Tomada y el «alma mater» del Ministerio de Trabajo en materia de derecho laboral, la secretaria Noemí Rial, ya advirtieron la incomodidad de los reclamos de Moyano. Ellos, sobre todo la doctora Rial, tuvieron participación en la elaboración de algunas normas principales de los '90, de esas que quiere derogar el camionero. Pero lo que más los inquieta es otro aspecto de la discusión: en medio de una negociación áspera con el Fondo Monetario Internacional, el verano de 2004 es el peor momento para introducir la variable laboral como objeto de debate. Sobre todo porque la normativa que impugnan Moyano/Recalde ha sido el resultado de acuerdos anteriores con ese organismo, que siempre puso el foco en el mercado laboral para recomendar reformas estructurales.
La estrategia que comenzaron a balbucear estos funcionarios, mientras Roberto Lavagna guarda un sospechoso silencio, consiste en derivar más allá de marzo el tratamiento de cualquier iniciativa legislativa. Además, Tomada aspira a multiplicar los interlocutores: finalmente, como en el caso de De la Rúa y Flamarique, serán los «gordos» de la CGT tradicional los que terminen convalidando una modificación aceptable en la arquitectura que Moyano quiere volver a cero. Fueron ellos (Rodolfo Daer, Carlos West Ocampo, Oscar Lescano y Armando Cavalieri) los que pactaron con la administración radical la ley ahora cuestionada, convertida en un híbrido a partir de ese acuerdo.
Condicionado por el Fondo y desafiado por el desenfreno de Moyano, Kirchner tampoco cuenta con operadores prudentes en el Congreso.
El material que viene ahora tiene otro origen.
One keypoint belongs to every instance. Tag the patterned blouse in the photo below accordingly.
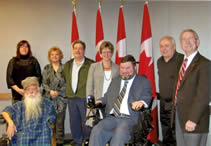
(54, 81)
(34, 132)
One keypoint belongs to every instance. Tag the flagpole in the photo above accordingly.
(74, 3)
(100, 2)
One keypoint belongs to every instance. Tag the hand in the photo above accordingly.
(98, 102)
(137, 105)
(20, 91)
(190, 126)
(53, 94)
(11, 130)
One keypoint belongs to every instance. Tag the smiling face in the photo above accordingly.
(78, 51)
(55, 57)
(127, 70)
(106, 54)
(24, 50)
(189, 43)
(167, 48)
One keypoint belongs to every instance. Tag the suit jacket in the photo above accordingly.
(193, 95)
(140, 90)
(95, 78)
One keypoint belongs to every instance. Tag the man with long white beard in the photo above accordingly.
(29, 120)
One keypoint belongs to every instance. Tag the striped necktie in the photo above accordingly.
(119, 99)
(181, 75)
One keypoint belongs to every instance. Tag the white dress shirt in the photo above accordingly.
(75, 70)
(190, 58)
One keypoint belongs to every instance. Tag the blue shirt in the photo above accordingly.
(34, 132)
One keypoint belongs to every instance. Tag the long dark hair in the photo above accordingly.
(21, 43)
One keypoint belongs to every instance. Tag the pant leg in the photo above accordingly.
(169, 136)
(75, 121)
(122, 131)
(195, 139)
(82, 108)
(102, 132)
(60, 117)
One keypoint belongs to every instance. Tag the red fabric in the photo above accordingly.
(146, 68)
(121, 35)
(75, 35)
(99, 34)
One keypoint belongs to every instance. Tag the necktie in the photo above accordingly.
(181, 74)
(119, 100)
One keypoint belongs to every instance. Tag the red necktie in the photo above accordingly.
(181, 74)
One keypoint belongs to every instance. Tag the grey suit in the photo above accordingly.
(117, 129)
(95, 81)
(193, 100)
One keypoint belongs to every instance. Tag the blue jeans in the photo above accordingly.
(77, 112)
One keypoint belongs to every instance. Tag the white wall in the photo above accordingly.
(46, 23)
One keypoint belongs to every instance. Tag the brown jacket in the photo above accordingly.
(193, 95)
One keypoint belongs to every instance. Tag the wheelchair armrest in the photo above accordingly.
(2, 120)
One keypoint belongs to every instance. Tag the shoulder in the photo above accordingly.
(159, 60)
(88, 60)
(47, 66)
(141, 79)
(47, 101)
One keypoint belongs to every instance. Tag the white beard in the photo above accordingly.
(33, 106)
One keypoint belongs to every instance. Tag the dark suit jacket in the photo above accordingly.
(193, 95)
(140, 90)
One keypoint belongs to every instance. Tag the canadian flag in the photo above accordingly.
(121, 37)
(146, 67)
(99, 34)
(75, 34)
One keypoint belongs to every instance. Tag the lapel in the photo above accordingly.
(190, 68)
(113, 70)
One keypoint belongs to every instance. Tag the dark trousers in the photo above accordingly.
(169, 136)
(60, 117)
(115, 130)
(77, 112)
(189, 139)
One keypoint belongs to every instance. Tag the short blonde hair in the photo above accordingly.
(56, 49)
(107, 44)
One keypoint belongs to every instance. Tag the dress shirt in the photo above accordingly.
(75, 70)
(107, 81)
(124, 105)
(190, 58)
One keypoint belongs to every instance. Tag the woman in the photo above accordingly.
(21, 66)
(100, 75)
(54, 88)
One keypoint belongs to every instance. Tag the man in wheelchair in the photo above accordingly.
(125, 96)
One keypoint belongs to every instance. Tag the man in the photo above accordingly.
(29, 120)
(192, 95)
(121, 115)
(76, 72)
(167, 75)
Allí, el primero que abrió la boca fue el presidente del bloque de diputados, José María Díaz Bancalari, quien recomendó revisar todo el derecho laboral argentino. Díaz Bancalari, además de obedecer a sus orígenes metalúrgicos, abreva en las ideas de Saúl Ubaldini, estrella gremial de su bancada. Así y todo, el cuadro no está completo. El gobierno todavía no advierte la presencia de otro actor que se relame con esta dificultad, Eduardo Duhalde, quien cree haber encontrado por primera vez una encrucijada real a partir de la cual negociar con Kirchner.